Lack of reserve strengthening and weather claims helped turnaround

RBS Insurance made an operating profit of £454m in 2011, compared with a loss of £295m in 2010.

The RBS-owned insurance group attributed the £749m turnaround to an absence of reserve hikes, a de-risking of its motor book, the exit of certain business segments and more benign weather in 2011.

RBSI had to add heavily to reserves in 2010 to combat rising motor bodily injury claims.

RBSI’s 2011 combined ratio was at the break-even mark of 100%, a 22 percentage point improvement over the 122% it posted in 2010.

The annual result also marks RBSI’s fourth profitable quarter in a row.
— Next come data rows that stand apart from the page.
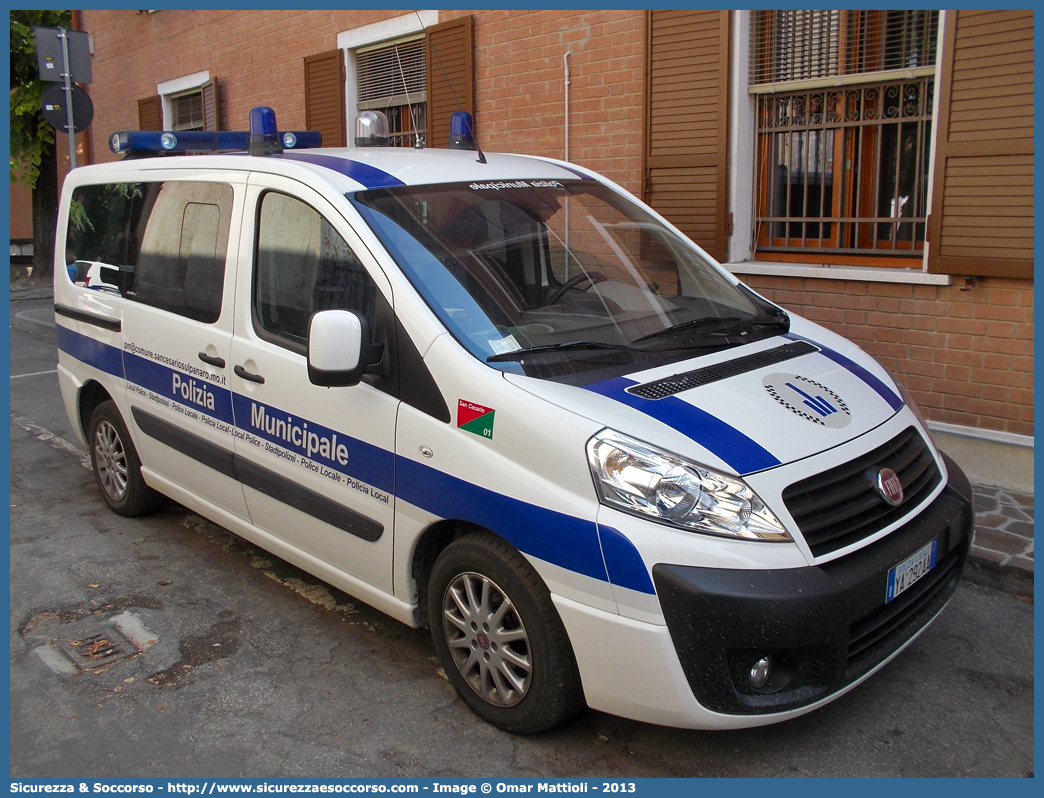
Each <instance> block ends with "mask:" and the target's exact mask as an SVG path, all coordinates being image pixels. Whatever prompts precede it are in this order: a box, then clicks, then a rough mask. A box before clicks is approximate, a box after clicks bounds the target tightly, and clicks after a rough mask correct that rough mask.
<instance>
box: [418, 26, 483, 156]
mask: <svg viewBox="0 0 1044 798" xmlns="http://www.w3.org/2000/svg"><path fill="white" fill-rule="evenodd" d="M473 54H474V52H473V45H472V19H471V17H460V18H459V19H455V20H450V21H449V22H443V23H441V24H438V25H432V26H431V27H429V28H428V30H427V36H426V38H425V55H426V57H427V70H428V75H427V87H426V88H427V94H428V109H427V117H428V120H427V121H428V140H427V145H428V146H429V147H447V146H449V140H450V116H452V114H453V112H454V111H467V112H468V113H469V114H471V115H472V123H473V124H474V125H475V127H477V126H478V120H477V119H475V81H474V60H473Z"/></svg>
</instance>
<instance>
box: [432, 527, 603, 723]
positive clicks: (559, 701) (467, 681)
mask: <svg viewBox="0 0 1044 798" xmlns="http://www.w3.org/2000/svg"><path fill="white" fill-rule="evenodd" d="M428 623H429V627H430V628H431V635H432V638H433V640H434V643H435V650H436V652H437V654H438V658H440V660H441V662H442V664H443V670H444V671H445V672H446V676H447V677H448V678H449V680H450V683H451V684H452V685H453V687H454V689H456V691H457V694H458V695H459V696H460V698H461V699H462V700H464V702H465V703H466V704H467V705H468V706H469V707H470V708H471V709H472V711H474V712H475V713H476V714H478V715H479V717H480V718H482V719H483V720H485V721H488V722H489V723H491V724H493V725H494V726H497V727H499V728H501V729H504V730H506V731H512V732H516V733H520V734H528V733H533V732H538V731H543V730H544V729H548V728H550V727H551V726H554V725H555V724H557V723H561V722H562V721H564V720H565V719H566V718H568V717H570V715H571V714H573V713H574V712H575V711H576V710H578V709H579V708H580V707H583V706H584V697H583V690H582V688H580V681H579V674H578V673H577V671H576V663H575V660H574V658H573V653H572V648H571V647H570V644H569V638H568V637H567V635H566V630H565V628H564V627H563V626H562V620H561V619H560V617H559V614H557V611H556V610H555V609H554V605H553V603H552V602H551V596H550V593H549V592H548V591H547V588H546V587H545V586H544V583H543V582H542V581H541V579H540V577H539V576H538V574H537V572H536V571H535V570H533V569H532V567H531V566H530V565H529V563H528V562H527V561H526V560H525V558H524V557H522V555H521V554H519V553H518V551H517V550H515V549H514V548H512V547H511V546H509V545H507V544H506V543H505V542H504V541H502V540H500V539H499V538H496V537H495V536H493V535H491V534H489V533H477V534H472V535H467V536H465V537H462V538H459V539H458V540H456V541H454V542H453V543H451V544H450V545H449V546H448V547H447V548H446V549H445V550H444V551H443V553H442V555H440V557H438V559H437V560H436V561H435V565H434V568H433V569H432V571H431V579H430V581H429V583H428Z"/></svg>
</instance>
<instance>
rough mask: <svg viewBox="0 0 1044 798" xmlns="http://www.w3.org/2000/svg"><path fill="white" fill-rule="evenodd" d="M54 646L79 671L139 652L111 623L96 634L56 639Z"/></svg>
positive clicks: (91, 668)
mask: <svg viewBox="0 0 1044 798" xmlns="http://www.w3.org/2000/svg"><path fill="white" fill-rule="evenodd" d="M54 646H55V647H56V648H57V650H58V651H61V652H62V653H63V654H65V655H66V656H67V657H68V658H69V660H70V661H71V662H72V663H73V664H74V665H75V666H76V670H78V671H92V670H94V668H96V667H102V666H103V665H108V664H110V663H111V662H116V661H118V660H121V659H126V658H127V657H133V656H134V655H135V654H137V653H138V647H137V646H135V644H134V643H133V642H131V640H128V639H127V638H126V637H124V636H123V634H122V633H121V632H120V631H119V630H118V629H117V628H116V627H114V626H111V625H109V624H106V625H105V626H103V627H102V628H101V631H99V632H96V633H95V634H91V635H87V636H85V637H79V638H76V639H72V640H55V642H54Z"/></svg>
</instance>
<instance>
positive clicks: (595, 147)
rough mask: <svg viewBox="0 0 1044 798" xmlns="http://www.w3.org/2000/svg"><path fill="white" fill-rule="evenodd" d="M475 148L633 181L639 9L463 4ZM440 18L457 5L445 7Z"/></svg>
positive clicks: (640, 38)
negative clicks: (568, 65) (481, 7)
mask: <svg viewBox="0 0 1044 798" xmlns="http://www.w3.org/2000/svg"><path fill="white" fill-rule="evenodd" d="M472 14H474V17H475V78H476V79H475V97H476V109H475V116H476V131H477V133H478V135H479V141H480V143H481V144H482V148H483V149H487V150H490V151H495V150H501V151H511V152H524V154H526V155H536V156H543V157H547V158H557V159H562V158H564V157H565V144H566V140H565V126H564V123H565V63H564V61H563V56H564V54H565V53H566V51H567V50H572V54H571V55H570V56H569V73H570V74H569V117H570V118H569V124H570V127H569V136H570V146H569V150H570V151H569V160H571V161H575V162H576V163H582V164H584V165H585V166H588V167H590V168H592V169H595V170H597V171H600V172H602V173H603V174H606V175H607V177H609V178H611V179H613V180H615V181H616V182H617V183H619V184H621V185H622V186H623V187H624V188H626V189H627V190H630V191H634V192H639V191H640V190H641V167H642V135H643V134H642V114H643V105H642V102H643V86H644V84H643V77H642V71H643V64H644V54H643V53H644V42H645V39H644V37H645V33H644V13H643V11H623V10H612V11H610V10H606V11H598V10H593V11H575V10H568V11H557V10H541V11H519V10H503V11H472ZM445 16H446V17H447V18H451V17H454V16H459V14H450V15H445Z"/></svg>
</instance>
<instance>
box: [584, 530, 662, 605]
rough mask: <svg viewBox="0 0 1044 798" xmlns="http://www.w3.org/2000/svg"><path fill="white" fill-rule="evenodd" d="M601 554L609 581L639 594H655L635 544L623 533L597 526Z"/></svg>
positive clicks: (619, 586)
mask: <svg viewBox="0 0 1044 798" xmlns="http://www.w3.org/2000/svg"><path fill="white" fill-rule="evenodd" d="M598 538H599V539H600V540H601V554H602V556H603V557H604V558H606V569H607V570H608V571H609V581H610V582H611V583H612V584H614V585H618V586H619V587H625V588H628V589H631V590H637V591H638V592H640V593H648V594H649V595H655V594H656V588H655V587H652V580H651V579H650V578H649V572H648V569H647V568H646V567H645V561H644V560H642V556H641V555H640V554H639V553H638V549H637V548H636V547H635V544H634V543H632V542H631V539H630V538H627V537H626V536H625V535H624V534H623V533H621V532H619V531H617V530H614V529H613V527H612V526H607V525H606V524H598Z"/></svg>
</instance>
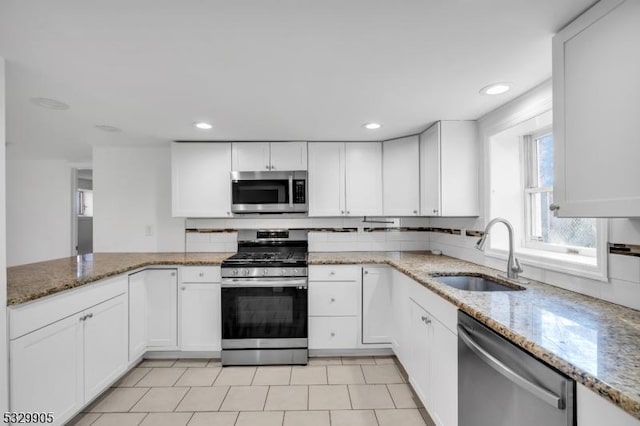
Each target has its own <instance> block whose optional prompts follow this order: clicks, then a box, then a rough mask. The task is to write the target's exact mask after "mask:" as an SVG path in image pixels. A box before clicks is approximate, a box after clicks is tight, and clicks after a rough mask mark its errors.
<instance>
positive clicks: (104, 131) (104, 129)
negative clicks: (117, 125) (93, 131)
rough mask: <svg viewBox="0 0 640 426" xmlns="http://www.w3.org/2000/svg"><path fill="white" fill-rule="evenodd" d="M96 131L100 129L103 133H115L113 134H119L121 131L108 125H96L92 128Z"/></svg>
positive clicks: (120, 129)
mask: <svg viewBox="0 0 640 426" xmlns="http://www.w3.org/2000/svg"><path fill="white" fill-rule="evenodd" d="M94 127H95V128H96V129H100V130H102V131H103V132H111V133H115V132H121V131H122V129H121V128H119V127H116V126H110V125H108V124H96V125H95V126H94Z"/></svg>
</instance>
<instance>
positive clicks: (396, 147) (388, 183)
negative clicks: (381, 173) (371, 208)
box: [382, 135, 420, 216]
mask: <svg viewBox="0 0 640 426" xmlns="http://www.w3.org/2000/svg"><path fill="white" fill-rule="evenodd" d="M419 152H420V139H419V137H418V136H417V135H416V136H408V137H406V138H400V139H394V140H390V141H385V142H383V143H382V185H383V189H382V194H383V197H384V200H383V203H382V204H383V214H384V215H385V216H417V215H418V214H420V156H419Z"/></svg>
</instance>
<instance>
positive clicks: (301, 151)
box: [271, 142, 307, 171]
mask: <svg viewBox="0 0 640 426" xmlns="http://www.w3.org/2000/svg"><path fill="white" fill-rule="evenodd" d="M271 170H283V171H290V170H307V143H306V142H271Z"/></svg>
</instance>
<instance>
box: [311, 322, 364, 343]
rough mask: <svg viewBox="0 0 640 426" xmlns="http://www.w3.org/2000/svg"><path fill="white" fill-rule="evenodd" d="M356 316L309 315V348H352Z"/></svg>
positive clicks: (354, 337) (355, 326)
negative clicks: (324, 316)
mask: <svg viewBox="0 0 640 426" xmlns="http://www.w3.org/2000/svg"><path fill="white" fill-rule="evenodd" d="M357 344H358V317H357V316H351V317H309V349H353V348H355V347H356V346H357Z"/></svg>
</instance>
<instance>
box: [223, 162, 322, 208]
mask: <svg viewBox="0 0 640 426" xmlns="http://www.w3.org/2000/svg"><path fill="white" fill-rule="evenodd" d="M307 198H308V197H307V172H306V171H302V170H296V171H289V172H284V171H271V172H231V211H232V212H234V213H306V212H307V211H308V210H309V209H308V202H307Z"/></svg>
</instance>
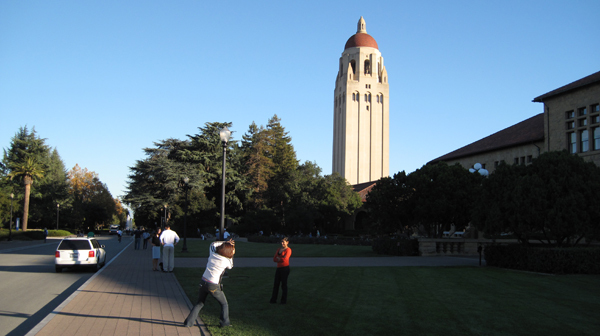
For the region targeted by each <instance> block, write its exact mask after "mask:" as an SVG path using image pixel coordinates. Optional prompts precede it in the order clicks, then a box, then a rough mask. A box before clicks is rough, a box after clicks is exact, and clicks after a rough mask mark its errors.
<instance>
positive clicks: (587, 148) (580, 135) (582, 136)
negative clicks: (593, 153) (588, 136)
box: [579, 130, 589, 153]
The company made an operating profit in the fourth quarter alone of £125m, which added to the £329m profit the company made in the first nine months of 2011.

“We have turned around our financial performance and successfully completed the first phase of our transformation plan: to return to profit,” RBSI chief executive Paul Geddes said in a statement. “Tangible benefits are already being delivered from phase two – building competitive advantage – as we continue to invest in the future capability of the business.”

He added that the recent five-year contract RBSI won to provide the customers of Sainsbury’s Finance with car and home insurance, as well as expanding the Nationwide home insurance deal, were endorsements of the company’s offering.

RBSI announced earlier in the month that it was changing its name to Direct Line Insurance Group as part of its split from RBS. Under the terms of its 2008 bail-out, RBS has to sell a controlling stake in RBSI by the end of 2013, and its full interest in the insurer by the end of 2014.

“The process of separation is proceeding on plan, and we recently hit the important milestone of launching our new corporate identity,” Geddes said.

RBSI’s more selective underwriting during 2011 was reflected in the 5% reduction in gross written premium to £4.1bn (2010: £4.3bn). However, the commercial business, including NIG, enjoyed a 10% increase in gross written premium. See: NIG returns to profit in 2011.

The better combined ratio has come solely from lower loss levels rather than cost-cutting or paying brokers less.  The loss ratio improved to 70% from 91%, but the commission and expense ratios remained static at 10% and  20% respectively.

However, RBSI has been working on cost cutting. It has reduced its number of offices by 15 during the year.